Vivienne's POV
All eyes immediately went to Scott. At first, his eyes were on his father, Alpha Tristan, but then it moved to me. He squinted at me, then scoffed after a minute. “Really? You had to come to him,” he said, and for a moment, I was confused. What was he talking about? “Don't act like you don't know,” he barked at me.
He turned to Alpha Tristan, who now had a glass of wine in hand thanks to his Beta. “Dad, do not believe a word she says. She is just jealous of Ava,” he told Alpha Tristan, and his eyes went to me briefly before returning it to Scott.
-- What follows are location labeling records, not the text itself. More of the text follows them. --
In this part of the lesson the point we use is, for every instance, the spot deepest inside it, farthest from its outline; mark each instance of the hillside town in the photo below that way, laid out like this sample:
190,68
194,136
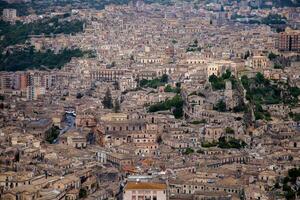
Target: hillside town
159,101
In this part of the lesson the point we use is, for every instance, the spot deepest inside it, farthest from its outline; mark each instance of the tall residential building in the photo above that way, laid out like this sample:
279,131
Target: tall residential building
289,40
9,14
145,191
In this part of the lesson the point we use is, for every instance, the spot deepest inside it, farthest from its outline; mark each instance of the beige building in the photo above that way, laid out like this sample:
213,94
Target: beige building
145,191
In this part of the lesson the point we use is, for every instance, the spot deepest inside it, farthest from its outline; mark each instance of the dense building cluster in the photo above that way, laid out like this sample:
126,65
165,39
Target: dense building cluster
185,101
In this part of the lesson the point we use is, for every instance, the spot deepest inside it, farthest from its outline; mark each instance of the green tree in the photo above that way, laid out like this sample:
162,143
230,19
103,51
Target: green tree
82,193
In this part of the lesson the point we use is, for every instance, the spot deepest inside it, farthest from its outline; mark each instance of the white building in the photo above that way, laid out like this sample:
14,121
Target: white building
9,14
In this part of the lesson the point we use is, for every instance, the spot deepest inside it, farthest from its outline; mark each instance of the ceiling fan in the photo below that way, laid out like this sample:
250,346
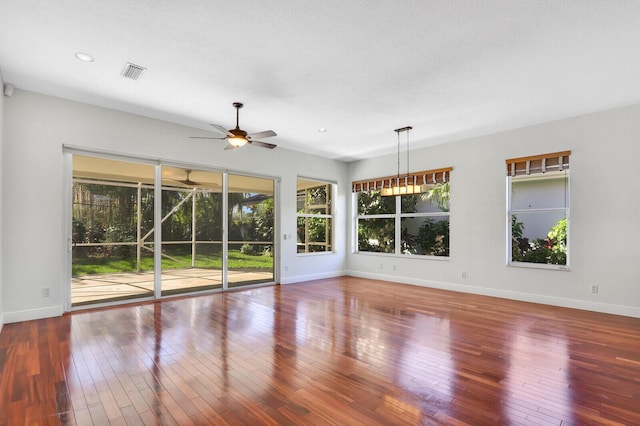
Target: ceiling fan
238,137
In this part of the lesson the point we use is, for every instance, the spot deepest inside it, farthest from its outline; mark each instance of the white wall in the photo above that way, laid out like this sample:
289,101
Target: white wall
2,168
37,127
604,245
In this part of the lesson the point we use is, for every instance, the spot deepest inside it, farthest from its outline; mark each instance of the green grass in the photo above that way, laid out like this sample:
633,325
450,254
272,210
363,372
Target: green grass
110,265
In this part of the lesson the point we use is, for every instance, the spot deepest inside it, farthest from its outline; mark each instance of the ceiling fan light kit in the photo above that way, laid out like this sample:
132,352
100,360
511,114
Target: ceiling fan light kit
238,137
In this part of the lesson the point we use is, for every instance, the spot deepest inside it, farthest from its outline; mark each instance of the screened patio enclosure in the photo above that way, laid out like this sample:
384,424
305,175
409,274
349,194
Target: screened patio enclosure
133,238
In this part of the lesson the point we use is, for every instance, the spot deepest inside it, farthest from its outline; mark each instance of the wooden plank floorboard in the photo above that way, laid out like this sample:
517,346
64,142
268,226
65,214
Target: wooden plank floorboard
336,351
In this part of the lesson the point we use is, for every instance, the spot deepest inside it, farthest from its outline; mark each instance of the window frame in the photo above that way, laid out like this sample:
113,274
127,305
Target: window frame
511,212
398,215
328,216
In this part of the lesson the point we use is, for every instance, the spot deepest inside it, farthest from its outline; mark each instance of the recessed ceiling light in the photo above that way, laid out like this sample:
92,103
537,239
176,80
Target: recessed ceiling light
84,57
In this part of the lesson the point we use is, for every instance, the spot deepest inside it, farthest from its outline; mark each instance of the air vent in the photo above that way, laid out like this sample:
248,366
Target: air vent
132,71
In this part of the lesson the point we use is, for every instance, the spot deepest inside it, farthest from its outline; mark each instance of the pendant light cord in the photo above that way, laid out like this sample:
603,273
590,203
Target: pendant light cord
398,175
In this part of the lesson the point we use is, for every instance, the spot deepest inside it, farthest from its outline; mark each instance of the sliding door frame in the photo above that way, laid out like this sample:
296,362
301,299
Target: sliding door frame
66,275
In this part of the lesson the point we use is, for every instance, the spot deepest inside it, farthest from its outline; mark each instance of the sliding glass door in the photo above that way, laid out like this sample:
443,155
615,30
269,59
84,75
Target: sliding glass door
112,230
191,230
116,255
251,230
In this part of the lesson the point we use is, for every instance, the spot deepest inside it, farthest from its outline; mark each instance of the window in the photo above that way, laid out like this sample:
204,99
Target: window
410,224
538,210
314,216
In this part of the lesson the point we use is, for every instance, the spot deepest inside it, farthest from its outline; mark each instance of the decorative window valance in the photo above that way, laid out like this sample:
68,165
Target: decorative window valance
426,177
555,161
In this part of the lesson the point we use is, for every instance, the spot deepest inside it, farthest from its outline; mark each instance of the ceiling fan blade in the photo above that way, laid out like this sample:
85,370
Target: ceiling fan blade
261,135
206,137
262,144
221,129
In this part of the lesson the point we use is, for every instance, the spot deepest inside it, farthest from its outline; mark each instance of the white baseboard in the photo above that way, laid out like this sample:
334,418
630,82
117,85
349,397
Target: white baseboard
585,305
311,277
32,314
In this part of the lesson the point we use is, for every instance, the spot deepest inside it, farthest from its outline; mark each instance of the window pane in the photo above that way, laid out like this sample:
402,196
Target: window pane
539,193
191,231
376,235
371,202
425,236
539,237
314,234
112,230
435,199
251,223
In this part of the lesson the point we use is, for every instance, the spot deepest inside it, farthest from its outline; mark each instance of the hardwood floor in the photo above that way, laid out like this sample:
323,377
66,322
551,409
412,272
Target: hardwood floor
336,351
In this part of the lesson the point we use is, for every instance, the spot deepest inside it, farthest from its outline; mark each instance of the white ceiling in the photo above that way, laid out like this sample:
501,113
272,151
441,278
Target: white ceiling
451,68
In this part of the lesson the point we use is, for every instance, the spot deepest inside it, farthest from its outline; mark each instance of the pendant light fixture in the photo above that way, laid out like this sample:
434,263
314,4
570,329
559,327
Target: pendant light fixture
406,184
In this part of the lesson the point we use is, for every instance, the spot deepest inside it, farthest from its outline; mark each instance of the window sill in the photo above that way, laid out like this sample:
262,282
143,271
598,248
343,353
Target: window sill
316,253
405,256
539,266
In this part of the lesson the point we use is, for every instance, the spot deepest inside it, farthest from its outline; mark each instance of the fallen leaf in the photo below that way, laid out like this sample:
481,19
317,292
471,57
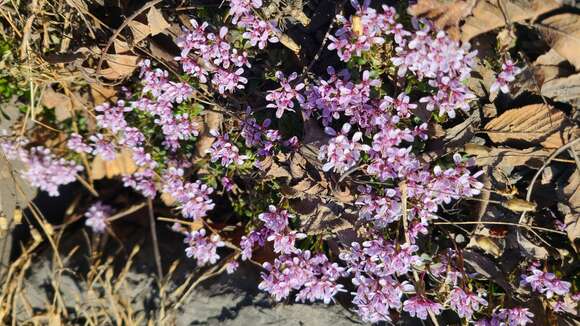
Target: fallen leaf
548,67
535,123
277,171
61,103
120,66
500,157
572,202
519,205
489,245
328,219
211,120
565,90
102,94
123,164
140,31
156,22
487,268
530,248
562,33
488,15
445,14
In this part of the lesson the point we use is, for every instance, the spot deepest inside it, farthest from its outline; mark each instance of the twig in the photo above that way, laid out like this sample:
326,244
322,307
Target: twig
124,213
403,188
118,31
531,186
501,223
154,238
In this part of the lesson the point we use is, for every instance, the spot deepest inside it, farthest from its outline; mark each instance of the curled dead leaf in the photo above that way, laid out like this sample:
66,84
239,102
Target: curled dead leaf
123,164
562,33
519,205
535,123
488,15
489,245
157,24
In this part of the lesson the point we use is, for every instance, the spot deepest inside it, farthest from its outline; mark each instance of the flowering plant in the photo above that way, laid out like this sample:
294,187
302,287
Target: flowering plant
367,120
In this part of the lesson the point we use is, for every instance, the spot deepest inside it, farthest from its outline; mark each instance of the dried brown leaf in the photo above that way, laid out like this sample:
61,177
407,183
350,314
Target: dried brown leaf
446,14
120,66
572,217
535,123
500,157
565,90
562,32
140,31
102,94
211,120
519,205
157,24
491,14
328,219
61,103
123,164
489,245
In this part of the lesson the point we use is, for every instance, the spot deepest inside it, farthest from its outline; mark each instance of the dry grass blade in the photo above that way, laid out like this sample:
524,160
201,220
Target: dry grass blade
532,123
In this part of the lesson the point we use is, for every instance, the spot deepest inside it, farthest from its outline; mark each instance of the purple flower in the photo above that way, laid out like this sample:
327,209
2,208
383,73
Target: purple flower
97,216
465,304
47,172
283,97
420,306
341,153
508,73
284,243
232,266
224,151
203,248
102,147
76,144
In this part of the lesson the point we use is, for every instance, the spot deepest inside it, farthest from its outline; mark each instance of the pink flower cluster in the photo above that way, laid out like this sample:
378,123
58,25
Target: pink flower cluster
212,55
203,248
339,94
224,151
508,73
259,135
466,303
313,276
97,216
259,32
545,283
443,62
363,30
342,153
42,168
516,316
283,98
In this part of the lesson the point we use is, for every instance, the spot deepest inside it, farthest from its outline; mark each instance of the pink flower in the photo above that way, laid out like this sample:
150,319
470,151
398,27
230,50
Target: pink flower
508,73
103,147
47,172
283,97
284,243
76,144
275,219
465,304
203,248
341,153
232,266
97,216
420,306
224,151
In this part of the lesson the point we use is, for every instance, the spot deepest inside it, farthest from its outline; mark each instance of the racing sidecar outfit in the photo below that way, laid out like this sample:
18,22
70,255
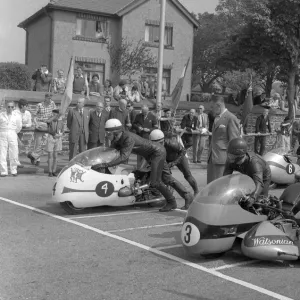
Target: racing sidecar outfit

Scott turned to me. “You came to tell him I chose Ava over you? Too bad then. He knows because I told him the truth. I love Ava. The Moon goddess chose you for me, but I don't want you. You are ugly, and I do not find you attractive,” he spat those words in my face.
I held my dress tight. Even though I did not want his words to affect me, it did. This was the person I had built so much trust in. I loved Scott. I saw myself with him. Everyone envied our relationship. People told me how lucky I was to be with him. I loved him for who he was. Not because he was the Alpha's son.
I thought we were going to be together, but he broke my heart. He chose my sister over me. And now, he was rubbing it in my face. “You are nothing, Vivienne. You cannot even hold a candle to where I am and now not even Ava,” Scott went on.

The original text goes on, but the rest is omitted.